GAINESVILLE — A porta da igreja “Dove World” anda cercada de jornalistas, mas ninguém que não seja um de seus 50 membros pode entrar: seu pastor atraiu as atenções mundiais depois de anunciar que queimaria 200 exemplares do Alcorão, o livro sagrado dos muçulmanos, no nono aniversário dos atentados do 11/9, e as redes de televisão do mundo inteiro montam guarda no local.

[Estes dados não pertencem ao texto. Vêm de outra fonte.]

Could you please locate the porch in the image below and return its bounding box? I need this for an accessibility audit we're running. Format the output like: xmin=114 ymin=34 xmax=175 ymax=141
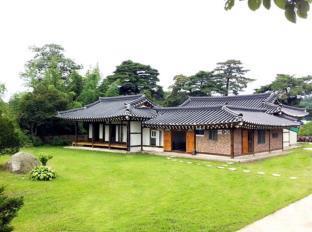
xmin=72 ymin=140 xmax=127 ymax=149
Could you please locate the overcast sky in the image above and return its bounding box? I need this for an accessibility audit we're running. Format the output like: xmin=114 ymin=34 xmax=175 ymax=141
xmin=0 ymin=0 xmax=311 ymax=100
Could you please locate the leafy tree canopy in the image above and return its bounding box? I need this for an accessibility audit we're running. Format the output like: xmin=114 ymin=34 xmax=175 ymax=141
xmin=225 ymin=0 xmax=311 ymax=23
xmin=255 ymin=74 xmax=312 ymax=105
xmin=21 ymin=44 xmax=82 ymax=89
xmin=102 ymin=60 xmax=164 ymax=100
xmin=213 ymin=60 xmax=254 ymax=96
xmin=77 ymin=67 xmax=101 ymax=105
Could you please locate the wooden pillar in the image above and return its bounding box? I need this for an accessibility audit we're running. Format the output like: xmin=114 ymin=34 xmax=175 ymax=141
xmin=91 ymin=123 xmax=94 ymax=147
xmin=231 ymin=129 xmax=234 ymax=159
xmin=268 ymin=129 xmax=271 ymax=152
xmin=120 ymin=121 xmax=123 ymax=143
xmin=108 ymin=121 xmax=111 ymax=149
xmin=127 ymin=120 xmax=130 ymax=151
xmin=140 ymin=122 xmax=143 ymax=151
xmin=74 ymin=121 xmax=78 ymax=146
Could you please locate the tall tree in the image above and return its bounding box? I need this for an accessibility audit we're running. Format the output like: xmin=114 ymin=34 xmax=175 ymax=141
xmin=225 ymin=0 xmax=311 ymax=23
xmin=102 ymin=60 xmax=164 ymax=100
xmin=22 ymin=44 xmax=82 ymax=90
xmin=213 ymin=59 xmax=254 ymax=96
xmin=189 ymin=71 xmax=221 ymax=96
xmin=16 ymin=44 xmax=83 ymax=138
xmin=255 ymin=74 xmax=312 ymax=105
xmin=77 ymin=67 xmax=101 ymax=105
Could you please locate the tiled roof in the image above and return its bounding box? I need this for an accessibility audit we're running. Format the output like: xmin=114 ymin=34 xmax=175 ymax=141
xmin=280 ymin=104 xmax=308 ymax=118
xmin=144 ymin=105 xmax=299 ymax=129
xmin=180 ymin=92 xmax=308 ymax=118
xmin=57 ymin=95 xmax=156 ymax=121
xmin=180 ymin=92 xmax=276 ymax=108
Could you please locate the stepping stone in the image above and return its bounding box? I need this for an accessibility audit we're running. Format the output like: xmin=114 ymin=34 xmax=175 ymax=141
xmin=187 ymin=161 xmax=192 ymax=164
xmin=179 ymin=160 xmax=184 ymax=163
xmin=217 ymin=166 xmax=225 ymax=169
xmin=197 ymin=163 xmax=201 ymax=166
xmin=290 ymin=176 xmax=298 ymax=180
xmin=227 ymin=162 xmax=234 ymax=165
xmin=257 ymin=171 xmax=265 ymax=175
xmin=228 ymin=168 xmax=236 ymax=171
xmin=272 ymin=173 xmax=281 ymax=177
xmin=167 ymin=157 xmax=171 ymax=159
xmin=243 ymin=170 xmax=250 ymax=173
xmin=206 ymin=164 xmax=213 ymax=167
xmin=222 ymin=164 xmax=228 ymax=167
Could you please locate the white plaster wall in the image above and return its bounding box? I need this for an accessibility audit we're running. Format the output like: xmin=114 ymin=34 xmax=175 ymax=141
xmin=99 ymin=124 xmax=103 ymax=139
xmin=131 ymin=134 xmax=141 ymax=146
xmin=88 ymin=124 xmax=93 ymax=139
xmin=289 ymin=130 xmax=298 ymax=145
xmin=143 ymin=128 xmax=150 ymax=145
xmin=130 ymin=121 xmax=141 ymax=133
xmin=104 ymin=125 xmax=109 ymax=141
xmin=122 ymin=125 xmax=127 ymax=143
xmin=283 ymin=129 xmax=290 ymax=147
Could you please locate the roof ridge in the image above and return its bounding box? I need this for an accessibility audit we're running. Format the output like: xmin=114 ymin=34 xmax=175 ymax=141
xmin=188 ymin=92 xmax=272 ymax=100
xmin=99 ymin=94 xmax=142 ymax=101
xmin=281 ymin=104 xmax=306 ymax=111
xmin=227 ymin=105 xmax=267 ymax=112
xmin=154 ymin=105 xmax=224 ymax=111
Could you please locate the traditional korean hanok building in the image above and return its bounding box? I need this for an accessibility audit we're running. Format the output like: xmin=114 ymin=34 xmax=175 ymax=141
xmin=57 ymin=92 xmax=308 ymax=158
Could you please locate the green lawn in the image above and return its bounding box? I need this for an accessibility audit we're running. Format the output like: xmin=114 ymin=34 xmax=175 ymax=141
xmin=0 ymin=144 xmax=311 ymax=232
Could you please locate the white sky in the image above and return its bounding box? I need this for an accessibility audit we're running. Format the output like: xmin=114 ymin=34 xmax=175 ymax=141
xmin=0 ymin=0 xmax=312 ymax=101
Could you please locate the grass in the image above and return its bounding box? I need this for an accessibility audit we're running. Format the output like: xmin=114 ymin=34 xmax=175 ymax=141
xmin=0 ymin=144 xmax=311 ymax=232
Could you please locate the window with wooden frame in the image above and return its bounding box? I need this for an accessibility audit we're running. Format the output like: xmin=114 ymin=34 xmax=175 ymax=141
xmin=272 ymin=132 xmax=279 ymax=138
xmin=150 ymin=130 xmax=157 ymax=146
xmin=195 ymin=129 xmax=204 ymax=136
xmin=258 ymin=130 xmax=266 ymax=144
xmin=208 ymin=130 xmax=218 ymax=141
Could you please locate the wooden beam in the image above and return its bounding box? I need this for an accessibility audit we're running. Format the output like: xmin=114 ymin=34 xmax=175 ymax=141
xmin=231 ymin=129 xmax=234 ymax=159
xmin=140 ymin=122 xmax=143 ymax=151
xmin=127 ymin=121 xmax=131 ymax=151
xmin=75 ymin=121 xmax=78 ymax=145
xmin=108 ymin=121 xmax=111 ymax=149
xmin=268 ymin=129 xmax=271 ymax=152
xmin=91 ymin=123 xmax=94 ymax=148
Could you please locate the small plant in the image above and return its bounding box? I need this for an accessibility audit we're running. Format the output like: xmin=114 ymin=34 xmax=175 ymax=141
xmin=39 ymin=155 xmax=53 ymax=166
xmin=30 ymin=166 xmax=56 ymax=181
xmin=0 ymin=186 xmax=24 ymax=232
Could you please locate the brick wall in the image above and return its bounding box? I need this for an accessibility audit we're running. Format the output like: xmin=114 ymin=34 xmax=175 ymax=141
xmin=270 ymin=129 xmax=283 ymax=151
xmin=254 ymin=130 xmax=270 ymax=153
xmin=233 ymin=128 xmax=242 ymax=156
xmin=196 ymin=130 xmax=231 ymax=155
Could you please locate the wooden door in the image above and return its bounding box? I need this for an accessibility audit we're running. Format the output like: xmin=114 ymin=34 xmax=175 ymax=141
xmin=186 ymin=130 xmax=195 ymax=154
xmin=242 ymin=129 xmax=249 ymax=154
xmin=164 ymin=130 xmax=172 ymax=152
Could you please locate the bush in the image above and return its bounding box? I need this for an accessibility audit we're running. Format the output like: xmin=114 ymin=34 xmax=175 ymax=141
xmin=0 ymin=115 xmax=20 ymax=155
xmin=30 ymin=166 xmax=56 ymax=181
xmin=39 ymin=155 xmax=53 ymax=166
xmin=32 ymin=136 xmax=43 ymax=147
xmin=0 ymin=147 xmax=20 ymax=155
xmin=299 ymin=121 xmax=312 ymax=136
xmin=48 ymin=137 xmax=69 ymax=146
xmin=0 ymin=186 xmax=24 ymax=232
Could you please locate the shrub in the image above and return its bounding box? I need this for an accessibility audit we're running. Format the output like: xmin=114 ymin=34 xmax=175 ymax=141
xmin=39 ymin=155 xmax=53 ymax=166
xmin=0 ymin=186 xmax=24 ymax=232
xmin=30 ymin=166 xmax=56 ymax=181
xmin=0 ymin=115 xmax=20 ymax=155
xmin=0 ymin=147 xmax=20 ymax=155
xmin=32 ymin=136 xmax=43 ymax=147
xmin=299 ymin=121 xmax=312 ymax=136
xmin=48 ymin=137 xmax=69 ymax=146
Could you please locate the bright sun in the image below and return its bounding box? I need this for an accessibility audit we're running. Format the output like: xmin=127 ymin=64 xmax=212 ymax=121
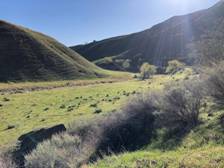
xmin=169 ymin=0 xmax=190 ymax=6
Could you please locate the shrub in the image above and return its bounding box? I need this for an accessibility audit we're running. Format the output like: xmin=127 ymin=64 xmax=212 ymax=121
xmin=159 ymin=81 xmax=203 ymax=130
xmin=25 ymin=133 xmax=93 ymax=168
xmin=0 ymin=152 xmax=16 ymax=168
xmin=67 ymin=93 xmax=158 ymax=158
xmin=206 ymin=63 xmax=224 ymax=105
xmin=133 ymin=74 xmax=138 ymax=78
xmin=122 ymin=59 xmax=131 ymax=70
xmin=165 ymin=60 xmax=185 ymax=74
xmin=94 ymin=95 xmax=157 ymax=154
xmin=140 ymin=63 xmax=157 ymax=80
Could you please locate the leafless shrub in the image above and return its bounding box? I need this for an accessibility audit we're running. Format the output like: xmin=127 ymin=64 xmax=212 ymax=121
xmin=0 ymin=152 xmax=16 ymax=168
xmin=68 ymin=93 xmax=159 ymax=158
xmin=25 ymin=133 xmax=94 ymax=168
xmin=159 ymin=80 xmax=203 ymax=130
xmin=94 ymin=94 xmax=157 ymax=154
xmin=206 ymin=63 xmax=224 ymax=105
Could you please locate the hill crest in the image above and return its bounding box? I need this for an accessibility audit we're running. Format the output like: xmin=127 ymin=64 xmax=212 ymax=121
xmin=71 ymin=1 xmax=224 ymax=71
xmin=0 ymin=20 xmax=104 ymax=81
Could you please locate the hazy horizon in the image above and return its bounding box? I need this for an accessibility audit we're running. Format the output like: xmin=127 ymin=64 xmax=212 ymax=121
xmin=0 ymin=0 xmax=220 ymax=46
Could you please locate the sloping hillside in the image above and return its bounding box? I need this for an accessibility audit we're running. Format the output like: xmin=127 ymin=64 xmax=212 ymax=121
xmin=72 ymin=0 xmax=224 ymax=71
xmin=0 ymin=20 xmax=106 ymax=82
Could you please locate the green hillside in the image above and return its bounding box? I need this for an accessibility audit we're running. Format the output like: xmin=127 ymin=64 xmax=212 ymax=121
xmin=0 ymin=20 xmax=108 ymax=82
xmin=71 ymin=0 xmax=224 ymax=71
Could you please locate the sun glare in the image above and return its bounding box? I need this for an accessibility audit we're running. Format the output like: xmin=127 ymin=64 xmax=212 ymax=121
xmin=168 ymin=0 xmax=190 ymax=6
xmin=165 ymin=0 xmax=193 ymax=11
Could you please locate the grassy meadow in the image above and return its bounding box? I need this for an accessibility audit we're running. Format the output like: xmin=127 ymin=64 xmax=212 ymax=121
xmin=0 ymin=70 xmax=189 ymax=147
xmin=2 ymin=68 xmax=224 ymax=168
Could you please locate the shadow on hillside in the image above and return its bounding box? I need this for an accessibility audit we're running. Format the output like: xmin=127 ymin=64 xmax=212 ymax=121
xmin=148 ymin=125 xmax=194 ymax=151
xmin=220 ymin=113 xmax=224 ymax=130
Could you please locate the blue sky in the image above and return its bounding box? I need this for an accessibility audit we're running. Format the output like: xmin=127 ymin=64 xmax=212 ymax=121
xmin=0 ymin=0 xmax=220 ymax=46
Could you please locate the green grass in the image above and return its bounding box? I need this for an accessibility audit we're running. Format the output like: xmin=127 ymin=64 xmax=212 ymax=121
xmin=90 ymin=108 xmax=224 ymax=168
xmin=89 ymin=78 xmax=224 ymax=168
xmin=90 ymin=146 xmax=224 ymax=168
xmin=4 ymin=67 xmax=219 ymax=168
xmin=0 ymin=71 xmax=189 ymax=147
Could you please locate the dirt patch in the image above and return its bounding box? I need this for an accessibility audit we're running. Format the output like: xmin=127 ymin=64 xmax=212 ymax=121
xmin=0 ymin=79 xmax=123 ymax=95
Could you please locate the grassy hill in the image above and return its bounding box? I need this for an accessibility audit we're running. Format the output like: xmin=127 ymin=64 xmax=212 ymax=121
xmin=0 ymin=20 xmax=111 ymax=82
xmin=71 ymin=0 xmax=224 ymax=71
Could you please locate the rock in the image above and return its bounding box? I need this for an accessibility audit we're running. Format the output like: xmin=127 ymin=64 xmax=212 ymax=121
xmin=94 ymin=108 xmax=102 ymax=114
xmin=59 ymin=104 xmax=66 ymax=109
xmin=43 ymin=107 xmax=49 ymax=111
xmin=67 ymin=106 xmax=74 ymax=112
xmin=208 ymin=112 xmax=213 ymax=117
xmin=3 ymin=97 xmax=10 ymax=102
xmin=6 ymin=125 xmax=15 ymax=130
xmin=13 ymin=124 xmax=66 ymax=167
xmin=90 ymin=103 xmax=97 ymax=107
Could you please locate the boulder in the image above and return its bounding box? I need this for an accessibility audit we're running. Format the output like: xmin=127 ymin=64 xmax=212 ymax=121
xmin=13 ymin=124 xmax=66 ymax=167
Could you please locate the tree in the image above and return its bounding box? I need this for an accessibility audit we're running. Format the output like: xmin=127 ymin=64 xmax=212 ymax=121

Todos estão à espera da decisão do pastor Terry Jones, idealizador do projeto, querendo saber se ele vai ou não adiante com a ideia da fogueira de livros santos do islã, religião considerada “demoníaca” por seus seguidores.

Nesta sexta-feira, o religioso disse ter decidido suspender o ato público – sem, no entanto, soar definitivo: “Neste momento não temos planos de fazê-lo”, afirmou, em entrevista à ABC News.

“Não estamos fazendo isso em busca de publicidade”, destacou por sua vez o pastor Luke Jones, 29 anos, filho do reverendo Terry.

Com uma pistola na cintura e uma tatuagem da bandeira americana no punho e antebraço, Luke Jones defende a iniciativa do pai, mas pondera que desistir dela foi a melhor opção.

“Não sei se vamos conseguir mais membros por ter feito o que fizemos, mas acho que foi uma boa ideia porque todos estão contentes”, estimou.

Também com uma pistola na cintura, Stephanie, membro da igreja, caminha em frente à igreja e responde e-mails no celular. Ela é casada com Wayne Sapp, segundo pastor da Dove World, que tem mantido contato com a imprensa em nome da igreja nos últimos dias.

“Recebemos 30.000 e-mails nos últimos dois dias”, contou à AFP David Ingram, que trabalha como administrador do templo. “As mensagens são de apoio, mas também vagas ameaças”.

“E o telefone não para de tocar com pessoas querendo entrevistas com o pastor Jones”.

Fundada em 1986 em Gainesville, a igreja Dove World Outreach Center segue uma linha ultraconservadora, denunciando o aborto e a homossexualidade e acusando o islã de querer dominar o mundo.

Atravessando a rua, um grupo de moradores observa e se queixa, impotente, do circo midiático armado em torno da pequena igreja. Alguns protestam com cartazes.

“Terry Jones, você é o demônio. Não vá para Nova York, vá para o inferno”, diz um cartaz carregado por Maria Mamatsios, que vive a duas quadras da Dove World.

“Gainesville é um bom lugar, respeitamos as pessoas nossos vizinhos muçulmanos. Não sabemos quem é esse Terry Jones, nem de onde ele saiu”, disse Mamatsios, de 60 anos, visivelmente revoltada com a confusão criada pelo pastor.

O plano de Jones, de atear fogo a 200 exemplares do Alcorão em pleno 11 de setembro, gerou uma onda mundial de protestos, incluindo as do presidente americano, Baracak Obama, e do papa bento XVI. Países como Índia e Indonésia não só condenaram a ideia como também exortaram o governo americano a impedir que o pastor a realizasse.

No Afeganistão, milhares de pessoas se manifestaram nas ruas de um povoado perto de Cabul, protestando contra os cristãos e os Estados Unidos.